The Junior Master Gardener program is an international youth gardening program that engages youth in hands-on group and individual learning experiences. Its goal is to help children develop a love of gardening and appreciation for nature while cultivating their minds.
The “Growing Good Kids” Excellence in Children’s Literature Awards Program is an annual program recognizing picture book titles published within the previous year.
Since 2005, award winners have been selected as representing the best in children’s garden-related picture books.
“The year’s winners are must-haves and will engage kids with powerful messages,” said Randy Seagraves, AgriLife Extension program specialist and International Junior Master Gardener program curriculum director, Bryan-College Station. “Their content ranges from a character who works to make the most of every day, to a neighborhood coming together to transform an empty lot, to a young student helping to lead a movement that engages her entire community. This year’s winners are great fun and will inspire young readers.”

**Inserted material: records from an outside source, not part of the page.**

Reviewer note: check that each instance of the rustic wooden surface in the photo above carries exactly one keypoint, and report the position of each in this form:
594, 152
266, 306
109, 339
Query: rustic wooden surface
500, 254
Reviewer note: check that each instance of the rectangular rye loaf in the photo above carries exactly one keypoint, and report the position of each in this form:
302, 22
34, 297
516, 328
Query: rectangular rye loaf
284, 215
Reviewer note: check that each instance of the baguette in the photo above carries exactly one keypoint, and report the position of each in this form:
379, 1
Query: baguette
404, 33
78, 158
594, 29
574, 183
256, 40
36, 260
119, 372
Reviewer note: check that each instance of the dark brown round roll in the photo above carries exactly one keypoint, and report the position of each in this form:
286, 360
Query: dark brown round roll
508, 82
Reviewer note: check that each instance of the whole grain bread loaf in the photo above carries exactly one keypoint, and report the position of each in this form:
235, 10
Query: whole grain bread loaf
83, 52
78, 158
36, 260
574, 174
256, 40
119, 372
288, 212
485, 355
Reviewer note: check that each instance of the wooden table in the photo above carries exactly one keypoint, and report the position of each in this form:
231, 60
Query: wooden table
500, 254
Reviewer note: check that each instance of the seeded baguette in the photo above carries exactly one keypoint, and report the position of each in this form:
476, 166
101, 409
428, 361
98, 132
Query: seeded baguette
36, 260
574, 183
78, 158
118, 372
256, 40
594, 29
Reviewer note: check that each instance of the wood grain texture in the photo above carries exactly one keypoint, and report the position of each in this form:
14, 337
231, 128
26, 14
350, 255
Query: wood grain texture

This year’s award selections
The selections for 2021 are:
— “Mae the Mayfly,” written by Denise Brennan-Nelson and illustrated by Florence Weiser, Sleeping Bear Press. Most mayflies live for only a single day. This story is about making the most of the time allowed and shows how much can be accomplished in one day alone. Mae learns how to appreciate simple beauty, overcome fears and help others.

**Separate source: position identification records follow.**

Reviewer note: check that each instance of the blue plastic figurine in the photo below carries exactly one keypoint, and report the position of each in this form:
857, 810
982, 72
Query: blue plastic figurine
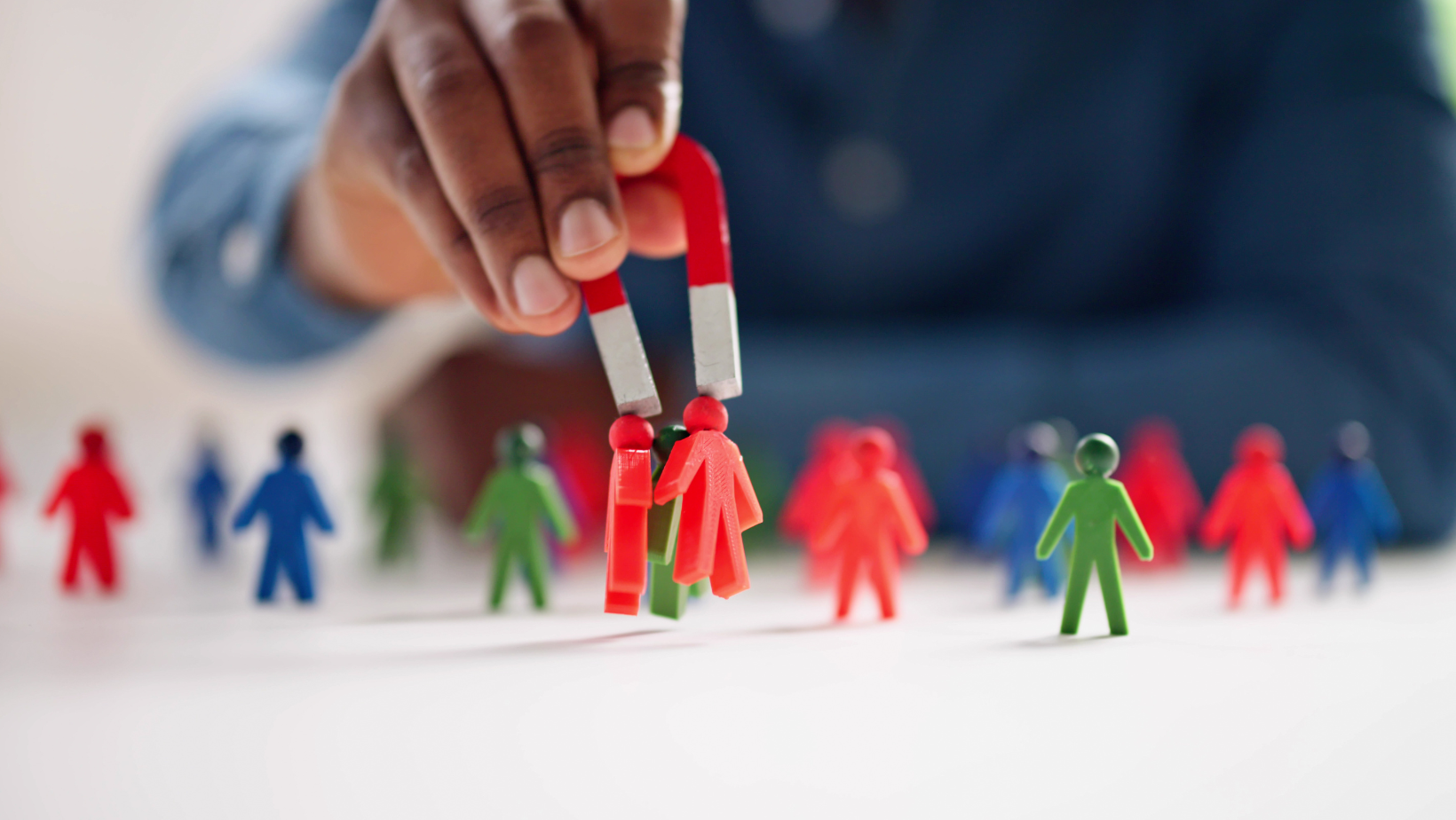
1350, 506
1018, 504
209, 499
289, 499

— “One Little Lot: The 1-2-3s of an Urban Garden,” written by Diane C. Mullen and illustrated by Oriol Vidal, Charlesbridge. This book tells the story of how an urban community can come together to clean up an abandoned lot and make it into something useful. There are also lessons about the importance of teamwork and how working toward a common purpose brings people closer, allowing strangers to become friends.
— “Butterflies Belong Here,” written by Deborah Hopkinson and illustrated by Meilo So, Chronicle Books. At school, a young girl who loves butterflies learns about how their habitat is being threatened and decides to help. This starts a movement at her school that leads to the building of a single Monarch butterfly station. From that, it develops into an outdoor classroom and the establishment of a vegetable garden that gets her entire community involved.
How the books earn recognition
Publishers nominate titles published in the previous year and an award committee comprised of teachers, literature professors and leaders in youth gardening from across the country evaluate the nominees.
Because winning selections are picture books, they were chosen for their story and accompanying illustrations as well as their content relating to plants and gardening.
Seagraves said he hopes attention from the awards will bring a wider audience of young minds to these deserving titles. He noted some of the best award committee reviews are from the teachers who put these books to the real test of reading them to their elementary school students, then asking them what they thought about the books.
“This year’s selections are engaging and inspiring works that captivate the interest and imagination of young minds through plant, garden and ecology themes,” Seagraves said. “We want more kids to experience and benefit from these wonderful stories.”